Search code examples
pythonnumpysentence-transformers

Subset list of text and matching embeddings using set() and np.unique() gives different length results


I have a list of strings, as well as an array containing the dense embeddings generated from those strings (generated using SentenceTransformer("all-mpnet-base-V2")). In my analysis I notice that a number of the strings are repeated text. I want to run my analysis on unique values. Because generating embeddings is expensive, i want to subset my unique strings and get the relevant embeddings. I try this using set() and np.unique(), but get different length results. Why is this?

I don't post a reproducible example, because my array of vectors is large.

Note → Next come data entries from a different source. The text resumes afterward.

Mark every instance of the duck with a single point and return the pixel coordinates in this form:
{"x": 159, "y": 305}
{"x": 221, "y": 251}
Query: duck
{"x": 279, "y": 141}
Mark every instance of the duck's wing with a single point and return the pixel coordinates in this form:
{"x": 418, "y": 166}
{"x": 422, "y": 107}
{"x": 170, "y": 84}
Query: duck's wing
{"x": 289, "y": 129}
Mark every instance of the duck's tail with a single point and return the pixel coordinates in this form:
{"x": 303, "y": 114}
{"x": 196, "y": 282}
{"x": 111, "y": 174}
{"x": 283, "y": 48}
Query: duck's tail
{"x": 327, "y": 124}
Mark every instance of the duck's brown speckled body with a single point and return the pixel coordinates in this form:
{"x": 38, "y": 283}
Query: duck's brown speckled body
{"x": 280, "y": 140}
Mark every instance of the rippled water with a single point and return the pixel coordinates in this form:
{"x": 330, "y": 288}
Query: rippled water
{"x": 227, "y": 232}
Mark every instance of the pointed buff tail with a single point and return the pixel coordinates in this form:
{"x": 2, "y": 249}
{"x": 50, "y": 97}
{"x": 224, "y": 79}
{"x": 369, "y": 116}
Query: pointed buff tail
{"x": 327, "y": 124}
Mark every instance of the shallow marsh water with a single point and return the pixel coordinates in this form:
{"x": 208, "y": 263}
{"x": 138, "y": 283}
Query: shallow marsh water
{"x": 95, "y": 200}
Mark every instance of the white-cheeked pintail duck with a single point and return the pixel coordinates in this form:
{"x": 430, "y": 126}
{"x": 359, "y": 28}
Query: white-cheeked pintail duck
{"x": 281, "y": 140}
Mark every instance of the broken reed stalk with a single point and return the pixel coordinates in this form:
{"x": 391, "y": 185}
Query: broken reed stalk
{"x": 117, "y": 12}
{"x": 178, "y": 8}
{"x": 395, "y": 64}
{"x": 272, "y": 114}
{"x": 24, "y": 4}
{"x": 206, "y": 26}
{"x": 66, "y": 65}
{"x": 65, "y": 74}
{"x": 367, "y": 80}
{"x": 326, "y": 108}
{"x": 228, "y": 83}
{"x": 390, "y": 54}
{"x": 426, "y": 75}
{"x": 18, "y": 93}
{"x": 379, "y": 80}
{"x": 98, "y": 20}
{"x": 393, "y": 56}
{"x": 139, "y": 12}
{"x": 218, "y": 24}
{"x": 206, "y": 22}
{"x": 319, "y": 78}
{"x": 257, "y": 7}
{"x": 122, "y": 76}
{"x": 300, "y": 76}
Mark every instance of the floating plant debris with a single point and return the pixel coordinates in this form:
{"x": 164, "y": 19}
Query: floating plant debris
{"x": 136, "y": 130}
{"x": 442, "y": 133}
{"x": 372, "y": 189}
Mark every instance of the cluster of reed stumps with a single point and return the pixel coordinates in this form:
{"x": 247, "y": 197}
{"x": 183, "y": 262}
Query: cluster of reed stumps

But can anyone explain what might be happening and why these lengths wouldn't match, they are close but not the same?

#Basic structure of my data:
titles = ["some text", "other text", ...]
embeddings = [Array1, Array2, ...]
#Get unique items of the list
unique_titles = list(set(titles))
unique_embeddings = np.unique(embeddings, axis = 0)
    
len(unique_titles) == len(unique_embeddings)
False

I can get around this all with the following for loop:

titles_unique = []
embeddings_unique = np.array([0 for i in range(embeddings.shape[1])])
for t, e in zip(titles, embeddings):
    if t not in titles_unique:
        titles_unique.append(t)
        embeddings_unique = np.vstack([embeddings_unique, e])

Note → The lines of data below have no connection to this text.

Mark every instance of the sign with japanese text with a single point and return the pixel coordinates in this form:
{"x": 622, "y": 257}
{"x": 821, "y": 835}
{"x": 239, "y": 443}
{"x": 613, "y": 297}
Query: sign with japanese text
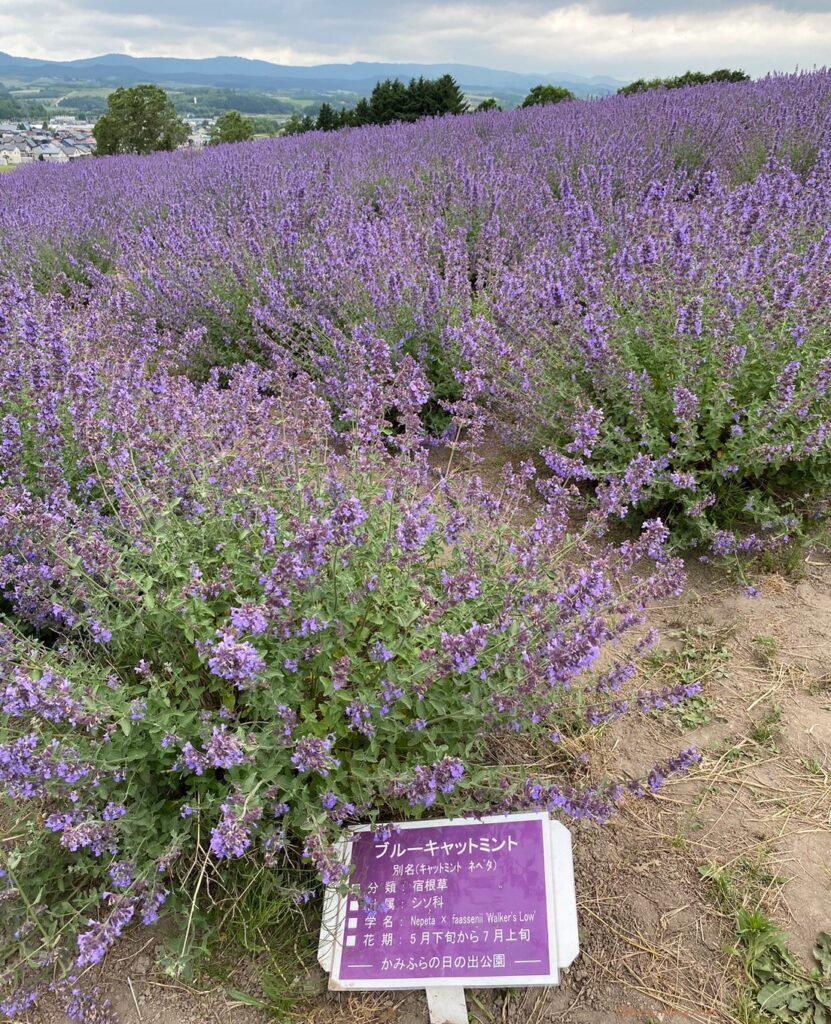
{"x": 467, "y": 902}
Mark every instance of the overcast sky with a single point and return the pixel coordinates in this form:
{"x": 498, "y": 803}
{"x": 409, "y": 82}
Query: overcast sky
{"x": 623, "y": 38}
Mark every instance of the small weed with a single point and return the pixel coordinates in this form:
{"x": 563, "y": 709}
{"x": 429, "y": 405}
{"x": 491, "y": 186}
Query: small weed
{"x": 815, "y": 768}
{"x": 766, "y": 731}
{"x": 777, "y": 987}
{"x": 784, "y": 989}
{"x": 700, "y": 658}
{"x": 764, "y": 648}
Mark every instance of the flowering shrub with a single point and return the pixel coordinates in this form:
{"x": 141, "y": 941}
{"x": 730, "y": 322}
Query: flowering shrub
{"x": 603, "y": 260}
{"x": 237, "y": 608}
{"x": 680, "y": 358}
{"x": 223, "y": 636}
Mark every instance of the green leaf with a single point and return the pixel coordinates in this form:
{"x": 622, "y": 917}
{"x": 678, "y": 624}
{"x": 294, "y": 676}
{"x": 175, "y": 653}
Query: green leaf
{"x": 248, "y": 1000}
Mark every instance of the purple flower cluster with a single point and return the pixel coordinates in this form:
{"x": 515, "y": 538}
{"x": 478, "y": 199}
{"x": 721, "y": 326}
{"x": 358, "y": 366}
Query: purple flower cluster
{"x": 252, "y": 597}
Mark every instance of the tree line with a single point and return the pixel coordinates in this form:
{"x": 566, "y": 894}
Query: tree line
{"x": 682, "y": 81}
{"x": 143, "y": 119}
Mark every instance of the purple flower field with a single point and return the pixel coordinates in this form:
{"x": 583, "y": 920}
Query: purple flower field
{"x": 241, "y": 609}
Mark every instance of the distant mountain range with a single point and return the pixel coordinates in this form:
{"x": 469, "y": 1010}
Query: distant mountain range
{"x": 242, "y": 73}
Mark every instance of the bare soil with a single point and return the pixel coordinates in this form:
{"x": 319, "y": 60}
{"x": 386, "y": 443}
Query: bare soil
{"x": 655, "y": 938}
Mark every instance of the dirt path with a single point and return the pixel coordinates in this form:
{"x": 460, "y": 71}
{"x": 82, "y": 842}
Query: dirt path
{"x": 755, "y": 815}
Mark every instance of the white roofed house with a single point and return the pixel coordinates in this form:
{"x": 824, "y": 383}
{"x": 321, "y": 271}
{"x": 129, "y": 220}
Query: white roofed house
{"x": 10, "y": 153}
{"x": 50, "y": 153}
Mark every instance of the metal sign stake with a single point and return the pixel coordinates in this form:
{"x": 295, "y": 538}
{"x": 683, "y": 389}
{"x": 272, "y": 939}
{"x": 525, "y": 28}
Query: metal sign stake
{"x": 447, "y": 1006}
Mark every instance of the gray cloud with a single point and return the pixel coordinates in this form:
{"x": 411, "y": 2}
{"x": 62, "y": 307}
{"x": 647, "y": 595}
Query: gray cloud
{"x": 626, "y": 38}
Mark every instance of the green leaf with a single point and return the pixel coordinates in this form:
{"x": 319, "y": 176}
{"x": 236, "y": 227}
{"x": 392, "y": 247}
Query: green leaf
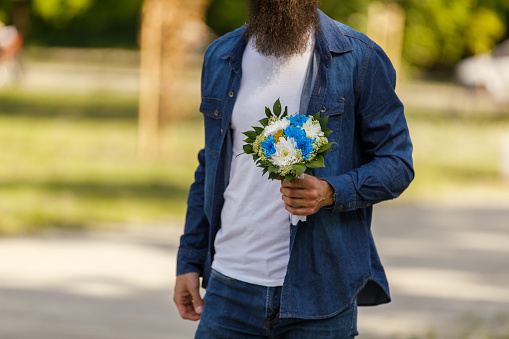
{"x": 285, "y": 114}
{"x": 258, "y": 130}
{"x": 317, "y": 163}
{"x": 268, "y": 113}
{"x": 248, "y": 149}
{"x": 300, "y": 168}
{"x": 323, "y": 122}
{"x": 250, "y": 134}
{"x": 325, "y": 147}
{"x": 277, "y": 108}
{"x": 264, "y": 122}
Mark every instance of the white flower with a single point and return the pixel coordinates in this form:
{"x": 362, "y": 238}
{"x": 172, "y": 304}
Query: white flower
{"x": 286, "y": 153}
{"x": 313, "y": 129}
{"x": 272, "y": 128}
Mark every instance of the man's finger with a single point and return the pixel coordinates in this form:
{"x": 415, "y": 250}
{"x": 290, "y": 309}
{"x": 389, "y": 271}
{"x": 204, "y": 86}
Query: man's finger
{"x": 197, "y": 300}
{"x": 186, "y": 308}
{"x": 293, "y": 192}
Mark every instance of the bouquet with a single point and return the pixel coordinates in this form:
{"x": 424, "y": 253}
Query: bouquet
{"x": 288, "y": 146}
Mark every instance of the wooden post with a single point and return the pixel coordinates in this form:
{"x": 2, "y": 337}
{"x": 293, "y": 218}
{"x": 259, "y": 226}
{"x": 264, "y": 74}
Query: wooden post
{"x": 150, "y": 78}
{"x": 386, "y": 26}
{"x": 165, "y": 44}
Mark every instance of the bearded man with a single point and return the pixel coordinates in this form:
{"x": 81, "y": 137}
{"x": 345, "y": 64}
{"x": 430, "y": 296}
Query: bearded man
{"x": 264, "y": 277}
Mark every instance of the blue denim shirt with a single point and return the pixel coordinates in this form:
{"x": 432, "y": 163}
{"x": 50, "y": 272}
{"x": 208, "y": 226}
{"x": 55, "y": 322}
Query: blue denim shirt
{"x": 333, "y": 258}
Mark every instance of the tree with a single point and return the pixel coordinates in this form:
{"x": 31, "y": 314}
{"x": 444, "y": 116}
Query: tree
{"x": 438, "y": 33}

#Get rid of the first row of the array, used to create the correct number of dimensions
embeddings_unique = np.delete(embeddings_unique, (0), axis = 0)

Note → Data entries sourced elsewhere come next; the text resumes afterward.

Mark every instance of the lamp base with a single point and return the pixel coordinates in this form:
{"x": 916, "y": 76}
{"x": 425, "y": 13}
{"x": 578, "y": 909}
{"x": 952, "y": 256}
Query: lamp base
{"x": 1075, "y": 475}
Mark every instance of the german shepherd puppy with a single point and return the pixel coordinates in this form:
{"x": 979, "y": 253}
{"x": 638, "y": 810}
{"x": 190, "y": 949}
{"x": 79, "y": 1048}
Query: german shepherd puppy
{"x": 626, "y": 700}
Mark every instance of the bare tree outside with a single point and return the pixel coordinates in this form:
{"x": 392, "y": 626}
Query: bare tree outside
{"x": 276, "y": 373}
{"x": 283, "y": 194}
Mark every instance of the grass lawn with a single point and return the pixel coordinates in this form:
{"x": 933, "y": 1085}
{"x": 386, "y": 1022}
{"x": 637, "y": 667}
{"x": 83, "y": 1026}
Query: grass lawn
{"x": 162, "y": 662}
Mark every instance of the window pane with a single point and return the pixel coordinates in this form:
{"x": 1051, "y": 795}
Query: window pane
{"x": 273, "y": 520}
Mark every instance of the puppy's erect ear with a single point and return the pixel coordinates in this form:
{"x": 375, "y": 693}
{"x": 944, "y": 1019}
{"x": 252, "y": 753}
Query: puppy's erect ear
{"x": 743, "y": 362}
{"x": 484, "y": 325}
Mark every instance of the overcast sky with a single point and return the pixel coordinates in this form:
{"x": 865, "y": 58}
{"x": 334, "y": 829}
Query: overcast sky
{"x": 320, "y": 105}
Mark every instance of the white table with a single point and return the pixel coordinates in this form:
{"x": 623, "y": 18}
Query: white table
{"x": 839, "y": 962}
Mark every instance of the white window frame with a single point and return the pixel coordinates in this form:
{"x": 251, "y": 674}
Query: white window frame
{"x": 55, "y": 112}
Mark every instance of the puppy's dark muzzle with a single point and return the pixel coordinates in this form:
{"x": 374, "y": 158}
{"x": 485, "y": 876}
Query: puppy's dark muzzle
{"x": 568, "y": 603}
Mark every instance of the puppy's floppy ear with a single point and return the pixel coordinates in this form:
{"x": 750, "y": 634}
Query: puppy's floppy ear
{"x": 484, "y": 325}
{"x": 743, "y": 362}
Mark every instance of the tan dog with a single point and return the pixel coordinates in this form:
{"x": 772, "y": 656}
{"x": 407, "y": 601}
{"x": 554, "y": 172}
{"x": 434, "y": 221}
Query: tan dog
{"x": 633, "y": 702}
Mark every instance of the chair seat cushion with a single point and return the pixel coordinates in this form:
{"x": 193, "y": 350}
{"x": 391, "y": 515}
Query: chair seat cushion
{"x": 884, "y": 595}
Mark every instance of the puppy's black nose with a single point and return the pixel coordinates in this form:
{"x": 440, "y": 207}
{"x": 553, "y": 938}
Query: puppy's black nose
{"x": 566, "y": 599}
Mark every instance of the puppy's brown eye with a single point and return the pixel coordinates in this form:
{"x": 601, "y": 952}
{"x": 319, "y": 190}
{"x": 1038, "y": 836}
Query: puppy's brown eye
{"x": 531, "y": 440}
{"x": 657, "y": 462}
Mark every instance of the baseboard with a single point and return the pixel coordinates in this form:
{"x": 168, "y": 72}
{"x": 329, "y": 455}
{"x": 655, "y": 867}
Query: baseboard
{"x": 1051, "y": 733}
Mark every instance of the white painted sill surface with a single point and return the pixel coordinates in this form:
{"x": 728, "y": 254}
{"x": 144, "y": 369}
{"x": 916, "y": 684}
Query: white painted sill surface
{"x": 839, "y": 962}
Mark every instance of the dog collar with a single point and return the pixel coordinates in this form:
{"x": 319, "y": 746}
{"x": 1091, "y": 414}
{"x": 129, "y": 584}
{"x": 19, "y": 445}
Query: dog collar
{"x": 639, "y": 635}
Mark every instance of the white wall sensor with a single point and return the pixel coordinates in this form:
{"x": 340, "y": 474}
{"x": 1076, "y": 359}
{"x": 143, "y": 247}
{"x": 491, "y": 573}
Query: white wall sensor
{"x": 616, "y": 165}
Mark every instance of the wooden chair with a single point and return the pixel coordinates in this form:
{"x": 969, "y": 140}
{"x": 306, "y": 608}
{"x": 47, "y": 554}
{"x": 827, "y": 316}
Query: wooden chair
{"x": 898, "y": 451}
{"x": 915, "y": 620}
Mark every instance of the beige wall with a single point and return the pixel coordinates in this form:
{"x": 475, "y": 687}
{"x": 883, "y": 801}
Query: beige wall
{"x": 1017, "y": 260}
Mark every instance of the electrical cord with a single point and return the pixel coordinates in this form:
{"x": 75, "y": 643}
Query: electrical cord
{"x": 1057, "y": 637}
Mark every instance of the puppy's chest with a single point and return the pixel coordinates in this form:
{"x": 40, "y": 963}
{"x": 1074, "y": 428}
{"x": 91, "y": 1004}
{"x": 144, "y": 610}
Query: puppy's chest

But this is slow and I will have to do this for a much larger data set shortly.

The fact that set() and np.unique() don't give the same results makes me think i am losing information somewhere.


Solution

  • I think you are looking for the np.unique(..., return_index=True) option. See the following example:

    import numpy as np
    
    titles = ["some text", "other text", "some text"]
    embeddings = [np.asarray([0, 1, 0]), np.asarray([1, 0, 0]), np.asarray([0, 1, 0])]
    
    unique_titles, idx = np.unique(titles, return_index=True)
    unique_embeddings = np.array(embeddings)[idx]
        
    len(unique_titles) == len(unique_embeddings)
    

    Which returns True.

    I hope this helps.